Archive for the ‘Strategy’ Category

The Need for a Bootstrap Lexicon

Saturday, August 7th, 2010

The method I ultimately intend to use for compiling a lexicon is by tasking a parser to search for words that need to be of a particular lexical category for the surrounding text to be grammatical. The catch-22 is that this parser will only be able to do its work when the lexical categories for most of the words in a sentence are already known. In other words, in order to compile a lexicon by this method I need to already have a lexicon.

The parser can be run a number of times if necessary, so it need not catch every word at the first attempt. The only requirement is that the parser add enough new words to the lexicon each time it is run to make subsequent runs more successful. However, my expectation is that this will only happen when the lexicon is above a certain critical size: any smaller and the number of sentences successfully parsed will be too small to sustain growth. It follows that an initial lexicon, generated by other means, will be needed to bootstrap the process.

To generate the bootstrap lexicon I’ve chosen to look for methods with a very low false-positive rate, even if this results in a relatively poor yield. There are two main reasons for this:

  • I can remove false positives from the English lexicon by manually reviewing it, but will not have this luxury for languages with which I am less familiar. In the absence of an army of helpers, I need to develop methods that can deliver useful results without supervision.
  • The corpus I am working with is sufficiently large that yield is not a major concern during the bootstrap phase.

I don’t intend to search for closed-class words automatically, in English or in any other language: these can be entered manually. I will be looking for automatic methods for isolating nouns, verbs, adjectives and adverbs. Of these, I have so far had most success searching for nouns with regular plurals. My next post will describe the method used and the outcome.

Redesigning the Lexicon

Wednesday, June 30th, 2010

The lexicon on the Project Babel website was originally set up as a means for generating language description files. I’ve since concluded that making it the authoritative source for the files isn’t practicable: they need to live in the Subversion repository like everything else. Nor is it particularly well suited for managing readings: my experience is that these are better handled systematically, one topic at a time.

Where I think the lexicon can add value is by providing a dataset against which morphological rules can be evaluated and regression-tested, but some changes are needed if it is to perform this function effectively.

First and foremost the process of populating it needs to become much, much faster. That means automatically and accurately guessing much of the required content, so that my rôle is largely reduced to approving or correcting those guesses. The user interface needs to be designed for doing this in bulk: minimising the number of clicks and page reloads by placing many entries on one page.

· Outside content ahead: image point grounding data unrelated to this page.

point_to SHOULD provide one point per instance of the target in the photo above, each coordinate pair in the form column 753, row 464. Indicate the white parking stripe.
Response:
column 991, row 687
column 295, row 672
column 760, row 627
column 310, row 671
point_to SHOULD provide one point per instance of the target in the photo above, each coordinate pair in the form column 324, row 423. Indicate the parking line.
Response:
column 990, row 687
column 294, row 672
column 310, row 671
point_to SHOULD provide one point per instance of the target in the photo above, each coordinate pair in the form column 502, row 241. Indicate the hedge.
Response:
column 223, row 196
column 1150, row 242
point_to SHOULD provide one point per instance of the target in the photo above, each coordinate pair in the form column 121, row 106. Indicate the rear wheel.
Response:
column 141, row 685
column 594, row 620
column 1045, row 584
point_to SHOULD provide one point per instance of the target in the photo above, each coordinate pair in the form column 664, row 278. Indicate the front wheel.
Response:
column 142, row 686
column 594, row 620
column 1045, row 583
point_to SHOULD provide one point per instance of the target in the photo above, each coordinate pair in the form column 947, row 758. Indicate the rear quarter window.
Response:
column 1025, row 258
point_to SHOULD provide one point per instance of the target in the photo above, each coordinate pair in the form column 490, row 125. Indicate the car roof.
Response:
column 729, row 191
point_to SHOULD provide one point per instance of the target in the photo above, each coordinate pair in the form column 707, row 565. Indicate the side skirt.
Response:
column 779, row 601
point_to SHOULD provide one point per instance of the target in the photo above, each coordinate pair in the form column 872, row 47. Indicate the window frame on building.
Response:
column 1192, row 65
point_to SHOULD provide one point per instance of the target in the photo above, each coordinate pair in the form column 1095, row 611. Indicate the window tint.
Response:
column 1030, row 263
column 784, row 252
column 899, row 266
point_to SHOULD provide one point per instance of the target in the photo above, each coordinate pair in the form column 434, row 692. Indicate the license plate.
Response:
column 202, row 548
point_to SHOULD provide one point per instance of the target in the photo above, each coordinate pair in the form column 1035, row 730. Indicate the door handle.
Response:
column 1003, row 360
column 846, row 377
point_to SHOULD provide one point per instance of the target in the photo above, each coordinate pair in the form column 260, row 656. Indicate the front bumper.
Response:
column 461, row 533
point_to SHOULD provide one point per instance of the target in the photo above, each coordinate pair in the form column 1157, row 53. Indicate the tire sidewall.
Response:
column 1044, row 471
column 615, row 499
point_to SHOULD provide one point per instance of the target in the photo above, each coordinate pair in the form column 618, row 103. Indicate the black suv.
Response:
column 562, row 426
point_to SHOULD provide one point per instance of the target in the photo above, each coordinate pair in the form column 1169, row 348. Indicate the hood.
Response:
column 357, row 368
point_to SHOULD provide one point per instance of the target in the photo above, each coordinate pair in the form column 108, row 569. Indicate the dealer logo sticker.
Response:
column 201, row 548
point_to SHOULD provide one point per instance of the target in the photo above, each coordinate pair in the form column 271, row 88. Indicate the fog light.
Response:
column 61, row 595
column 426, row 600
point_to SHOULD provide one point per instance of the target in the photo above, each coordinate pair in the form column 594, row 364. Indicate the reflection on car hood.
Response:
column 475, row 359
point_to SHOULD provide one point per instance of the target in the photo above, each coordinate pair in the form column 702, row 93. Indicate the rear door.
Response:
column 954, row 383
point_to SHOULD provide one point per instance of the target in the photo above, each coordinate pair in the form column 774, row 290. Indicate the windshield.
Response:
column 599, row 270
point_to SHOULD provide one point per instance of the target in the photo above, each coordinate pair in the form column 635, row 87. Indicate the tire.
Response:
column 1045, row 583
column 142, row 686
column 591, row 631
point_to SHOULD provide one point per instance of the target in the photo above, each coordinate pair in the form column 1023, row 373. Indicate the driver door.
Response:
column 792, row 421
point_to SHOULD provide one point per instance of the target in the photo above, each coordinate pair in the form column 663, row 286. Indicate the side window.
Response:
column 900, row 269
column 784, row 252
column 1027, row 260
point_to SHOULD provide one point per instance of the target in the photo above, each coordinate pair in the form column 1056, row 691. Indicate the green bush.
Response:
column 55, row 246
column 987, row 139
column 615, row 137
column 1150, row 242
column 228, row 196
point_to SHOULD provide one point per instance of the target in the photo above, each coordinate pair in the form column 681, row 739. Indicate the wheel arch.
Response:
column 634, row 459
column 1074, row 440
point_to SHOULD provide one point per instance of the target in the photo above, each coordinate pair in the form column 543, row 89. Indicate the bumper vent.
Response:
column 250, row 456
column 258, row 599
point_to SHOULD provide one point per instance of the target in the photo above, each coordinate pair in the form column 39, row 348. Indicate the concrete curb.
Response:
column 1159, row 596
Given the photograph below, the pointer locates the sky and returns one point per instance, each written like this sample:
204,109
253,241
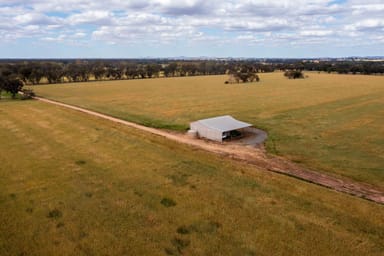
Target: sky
191,28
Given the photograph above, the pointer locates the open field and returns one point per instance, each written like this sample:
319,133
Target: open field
75,184
331,123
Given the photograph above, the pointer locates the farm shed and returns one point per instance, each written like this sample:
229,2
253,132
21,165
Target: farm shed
218,128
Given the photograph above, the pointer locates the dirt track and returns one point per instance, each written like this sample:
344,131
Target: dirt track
254,156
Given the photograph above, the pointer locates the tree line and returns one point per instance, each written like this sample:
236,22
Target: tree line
33,72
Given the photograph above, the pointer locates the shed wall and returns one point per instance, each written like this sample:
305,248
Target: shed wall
206,132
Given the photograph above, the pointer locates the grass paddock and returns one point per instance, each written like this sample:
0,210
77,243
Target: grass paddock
328,122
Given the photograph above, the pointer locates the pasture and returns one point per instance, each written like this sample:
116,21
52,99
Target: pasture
328,122
73,184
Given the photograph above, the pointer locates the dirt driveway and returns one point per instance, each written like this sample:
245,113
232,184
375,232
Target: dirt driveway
255,156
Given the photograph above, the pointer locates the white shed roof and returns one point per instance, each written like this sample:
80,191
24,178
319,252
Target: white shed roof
224,123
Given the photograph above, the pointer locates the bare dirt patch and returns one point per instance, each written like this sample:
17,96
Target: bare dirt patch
255,156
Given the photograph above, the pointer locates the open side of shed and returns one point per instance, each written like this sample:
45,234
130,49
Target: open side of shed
218,128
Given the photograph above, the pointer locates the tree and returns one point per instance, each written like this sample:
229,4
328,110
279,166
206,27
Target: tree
2,81
244,73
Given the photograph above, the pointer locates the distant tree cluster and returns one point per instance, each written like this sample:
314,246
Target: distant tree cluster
33,72
10,85
244,74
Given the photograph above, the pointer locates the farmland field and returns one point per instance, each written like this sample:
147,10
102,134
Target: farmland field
331,123
73,184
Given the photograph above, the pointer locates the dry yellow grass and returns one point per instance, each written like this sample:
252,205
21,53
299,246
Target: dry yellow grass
328,122
72,184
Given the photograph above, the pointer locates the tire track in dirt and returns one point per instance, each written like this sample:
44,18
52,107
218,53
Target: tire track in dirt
254,156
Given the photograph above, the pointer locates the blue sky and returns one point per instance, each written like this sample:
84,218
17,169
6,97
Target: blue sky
192,28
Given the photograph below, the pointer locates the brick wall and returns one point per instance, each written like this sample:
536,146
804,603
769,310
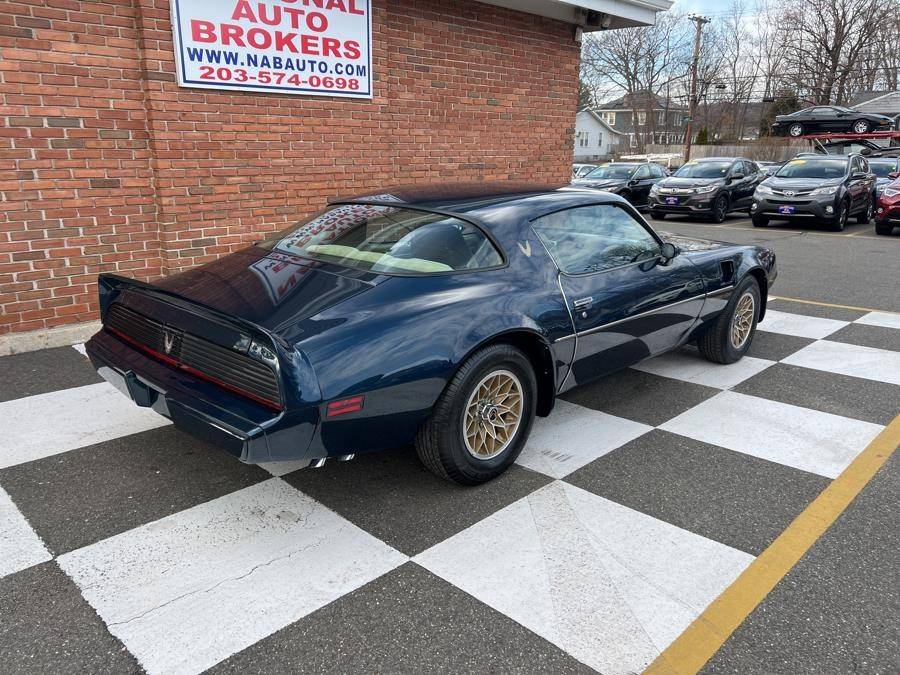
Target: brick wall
107,165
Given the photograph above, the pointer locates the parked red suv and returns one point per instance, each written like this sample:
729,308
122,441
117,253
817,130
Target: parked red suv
887,209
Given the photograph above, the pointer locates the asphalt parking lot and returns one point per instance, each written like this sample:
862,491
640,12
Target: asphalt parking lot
649,513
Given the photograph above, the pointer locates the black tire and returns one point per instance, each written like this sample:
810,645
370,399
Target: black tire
441,444
719,209
865,217
839,222
716,344
883,228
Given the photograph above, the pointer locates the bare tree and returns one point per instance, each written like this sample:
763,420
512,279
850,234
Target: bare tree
827,42
638,63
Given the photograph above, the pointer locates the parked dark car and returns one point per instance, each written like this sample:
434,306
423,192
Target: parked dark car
442,317
886,170
887,209
828,189
711,187
768,168
631,180
830,118
580,170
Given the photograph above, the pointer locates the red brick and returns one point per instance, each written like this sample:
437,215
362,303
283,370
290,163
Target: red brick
107,165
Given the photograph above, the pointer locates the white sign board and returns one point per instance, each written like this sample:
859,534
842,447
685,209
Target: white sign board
312,47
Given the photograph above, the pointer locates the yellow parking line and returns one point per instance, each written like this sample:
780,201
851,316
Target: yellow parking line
831,304
709,631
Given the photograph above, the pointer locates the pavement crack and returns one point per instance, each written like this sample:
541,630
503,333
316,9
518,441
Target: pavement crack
202,591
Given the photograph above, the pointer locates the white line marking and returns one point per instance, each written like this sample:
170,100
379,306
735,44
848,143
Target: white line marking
805,439
691,367
186,591
20,547
48,424
846,359
799,325
574,436
883,319
610,585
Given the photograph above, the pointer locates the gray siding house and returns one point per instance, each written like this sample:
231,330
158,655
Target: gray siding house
657,120
595,140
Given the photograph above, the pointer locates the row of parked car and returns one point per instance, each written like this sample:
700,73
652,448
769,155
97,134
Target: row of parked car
827,189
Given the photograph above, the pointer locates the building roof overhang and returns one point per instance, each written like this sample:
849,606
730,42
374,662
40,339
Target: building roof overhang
592,15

Secondly, better coverage of each language is needed. The texts I was using previously (from Project Gutenberg) don’t do this effectively enough. The problem isn’t that the texts are unrepresentative: on the contrary, they are too closely representative of normal writing, with not enough coverage of rare words.

For example, of the chemical elements I found hydrogen, oxygen, aluminium (and aluminum), sulphur (but not sulfur), argon, iron, nickel, copper, silver, tin, gold, mercury and lead. (Some of these have multiple meanings, but that doesn’t matter provided the words in question enter the database). Including some texts about chemistry would improve matters, but even then it would take a huge amount of raw material to complete the list.

Importing a copy of the periodic table would clearly solve this particular problem, but I’m not convinced that including tabular data in the corpus is a good idea: there would be little or no opportunity to deduce parts of speech automatically, and I’m concerned that it would add significantly to the number of non-words in the database. In any event, it is not a general solution because most of the words that need to be covered won’t appear in neat tables.

A type of prose that could provide much better coverage is an encyclopedia,
and the obvious candidate is Wikipedia. There was a good case for using this anyway because of its sheer size, and also the number of languages in which an edition is published. I did have some concerns that it would be statistically unrepresentative, but it is now clear that a representative sample is not what is needed.

(Of course I could obtain much of the information needed from Wiktionary, but my preference is to keep this and other dictionaries in reserve as a means for checking data that I have generated independently. This, I hope, will provide more opportunity for detecting errors.)

The third change is to make the language description files an input to the lexicon rather than an output. There then needs to be a means to compare generated word forms with ones that have been reviewed and approved.

Progress towards Unification

Thursday, December 31st, 2009

I’ve now created data structures to represent features, conjuncts and disjuncts, and can perform unification in a few simple cases — but not yet generally in the presence of disjuncts. The latter is hard to do efficiently, so in the first instance I plan to use an inefficient but simple algorithm (probably expanding both inputs to disjunctive normal form prior to unification).

Also not implemented yet are paths, constituent sets and patterns. An open question is whether to implement paths explicitly, or instead use named variables to tie branches of the tree together. So far as I can see, these options provide essentially the same functionality, however I suspect that variables may be more convenient to implement given that the data structures I am using only allow you to move down the tree, not upwards.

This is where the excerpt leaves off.